Re: Spam Records Created (Bot attack where Honeypot doesn't help)

Abaran · ‎12-08-2017

hello Gregory

We are seeing similar issues

the bots / hacker will push data via the form using POST URL and therefore bypassing the normal form submission by a person that clicks on the "submit" button
reCAPTHAT will not block spam bots in the scenario above. We have verified it using a script and we were able to submit records over and over
an attack of 10s of thousands like this will bring down your other systems that are syncing with Marketo
we use an email verification tool on our form as well. for this type of situation the results are very limited.

So far Marketo is not giving us any options on how to prevent these leads to enter Marketo database

with the reCAPTCHA we can check if the submission is a person and if it not the lead can be deleted immediately
but what we want is for the records to never enter Marketo in the first place

I welcome any solution that is robust for this issue.

Thanks a lot

Axel

SanfordWhiteman · ‎12-08-2017

As I mentioned in the other thread Spam Form Fills, you need to make sure that your reCAPTCHA verification step (the webhook call) fires before any other steps that would sync the lead with other systems. For example, Sync to SFDC must not run if the reCAPTCHA fails, and any other fields that indicate a lead is "safe to sync" should not be set.

Abaran · ‎12-11-2017

Hi Sanford

Thanks for the reply. i am confused. I thought that SFDC sync with Marketo happens every 5 minutes. How do we prevent a sync in this case?

SanfordWhiteman · ‎12-11-2017

If a Marketo lead has never been synced before, then the 5 minute resync doesn't pertain to that lead.

Will_Etling · ‎11-26-2018

I'm experiencing this same issue as I write this. Overseas spam source seems to have begun using our Marketo instance url + Form ID to directly submit data into our Marketo database. In the past I've blocked these sorts of attacks using Javascript, usually just filtering out email domains that are entirely spam, like @qq.com. In this instance, even after adding checks for the bad domains, they are still flowing in at a rapid pace.

It would be wonderful if there was a blacklist or safety valve further up the pipeline, so I could prevent all these from flowing in to Marketo (and then further up the pipe into our CRM, etc.)

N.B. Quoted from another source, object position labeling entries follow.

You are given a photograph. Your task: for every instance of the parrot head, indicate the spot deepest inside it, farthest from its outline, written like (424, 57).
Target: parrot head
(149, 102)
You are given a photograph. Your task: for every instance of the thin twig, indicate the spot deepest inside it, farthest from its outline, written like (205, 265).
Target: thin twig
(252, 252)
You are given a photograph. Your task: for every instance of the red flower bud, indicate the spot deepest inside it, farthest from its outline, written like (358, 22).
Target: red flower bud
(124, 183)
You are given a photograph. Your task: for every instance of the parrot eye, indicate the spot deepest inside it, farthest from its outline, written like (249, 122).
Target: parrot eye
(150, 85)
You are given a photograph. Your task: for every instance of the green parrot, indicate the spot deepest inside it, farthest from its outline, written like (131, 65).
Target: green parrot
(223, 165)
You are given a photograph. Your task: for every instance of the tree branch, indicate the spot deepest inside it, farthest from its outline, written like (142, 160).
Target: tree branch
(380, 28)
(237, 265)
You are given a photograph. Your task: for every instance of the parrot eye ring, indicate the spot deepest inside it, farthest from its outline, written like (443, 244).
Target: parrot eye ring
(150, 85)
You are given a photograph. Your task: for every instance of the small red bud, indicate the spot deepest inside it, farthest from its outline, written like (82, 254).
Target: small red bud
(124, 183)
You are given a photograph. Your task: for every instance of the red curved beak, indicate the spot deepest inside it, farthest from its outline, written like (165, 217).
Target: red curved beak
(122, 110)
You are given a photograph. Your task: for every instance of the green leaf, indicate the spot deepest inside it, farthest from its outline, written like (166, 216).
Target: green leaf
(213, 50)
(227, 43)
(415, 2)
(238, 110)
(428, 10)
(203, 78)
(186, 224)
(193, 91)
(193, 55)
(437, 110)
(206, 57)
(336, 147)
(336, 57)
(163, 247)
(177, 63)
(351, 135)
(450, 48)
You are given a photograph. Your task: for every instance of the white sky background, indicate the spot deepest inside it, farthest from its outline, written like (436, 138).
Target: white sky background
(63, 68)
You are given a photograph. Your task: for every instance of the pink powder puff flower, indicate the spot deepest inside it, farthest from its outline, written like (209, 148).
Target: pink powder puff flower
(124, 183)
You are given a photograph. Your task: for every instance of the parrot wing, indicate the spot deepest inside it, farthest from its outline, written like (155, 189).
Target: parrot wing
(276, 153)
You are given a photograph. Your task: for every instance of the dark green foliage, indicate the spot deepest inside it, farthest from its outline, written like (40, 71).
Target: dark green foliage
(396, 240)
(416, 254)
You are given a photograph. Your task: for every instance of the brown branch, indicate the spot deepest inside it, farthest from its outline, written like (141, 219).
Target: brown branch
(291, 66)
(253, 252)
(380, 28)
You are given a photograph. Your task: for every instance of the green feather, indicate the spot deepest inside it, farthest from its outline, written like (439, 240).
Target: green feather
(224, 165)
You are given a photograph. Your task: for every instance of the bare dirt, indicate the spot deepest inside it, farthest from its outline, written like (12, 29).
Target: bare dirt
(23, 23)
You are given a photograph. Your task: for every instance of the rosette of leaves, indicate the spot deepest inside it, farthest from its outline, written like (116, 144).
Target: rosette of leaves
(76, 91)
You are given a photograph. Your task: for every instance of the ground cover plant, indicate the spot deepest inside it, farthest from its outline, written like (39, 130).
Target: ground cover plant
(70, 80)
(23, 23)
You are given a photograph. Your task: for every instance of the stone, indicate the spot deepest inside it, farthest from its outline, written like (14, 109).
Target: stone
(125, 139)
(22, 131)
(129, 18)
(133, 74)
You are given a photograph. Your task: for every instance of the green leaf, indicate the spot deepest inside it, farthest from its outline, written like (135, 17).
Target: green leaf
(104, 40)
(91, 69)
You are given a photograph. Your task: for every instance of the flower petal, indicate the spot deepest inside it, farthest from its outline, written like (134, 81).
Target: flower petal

It would also be wonderful if the spam IP submission thresholds were user-editable, so I could set some limits that are sane and appropriate for the size of our business.

SanfordWhiteman · ‎11-26-2018

usually just filtering out email domains that are entirely spam, like @qq.com.

One of China's largest email providers != entirely spam.

The reason you see a lot of forged @qq.com addresses is that it's easy to create valid, or simply valid-looking, addresses at that domain because legitimate mailboxes there are all numbers (while no well-formed email address at any domain can actually be known to be valid/invalid just at a glance, this is made even clearer w/QQ because 123435@qq.com could be made-up and 123456@qq.com could be real).

If you don't get legit leads from overseas, that's an even stronger reason to use reCAPTCHA.

Will_Etling · ‎11-26-2018

Sanford Whiteman Fair point. Didn't mean to paint qq.com with too broad a brush - what I meant was, so far in our experience we have only received spam form submissions from that domain. As of this morning we've had thousands of them, all using the same data for other fields like First & Last Name.

We do get many legit leads from overseas, however, and are reluctant to implement reCAPTCHA (friction is friction!)

I don't mind dealing with an occasional burst of spam - I just wish I had a couple extra tools in my Marketo configuration toolbelt to filter/block them when it happens.

SanfordWhiteman · ‎11-26-2018

The idea of the invisible reCAPTCHA is that it's frictionless unless automated fingerprinting doesn't work.

As I responded on another thread, reCAPTCHA exists because no other technology works, and with major sites having adopted it, should be routine at this point.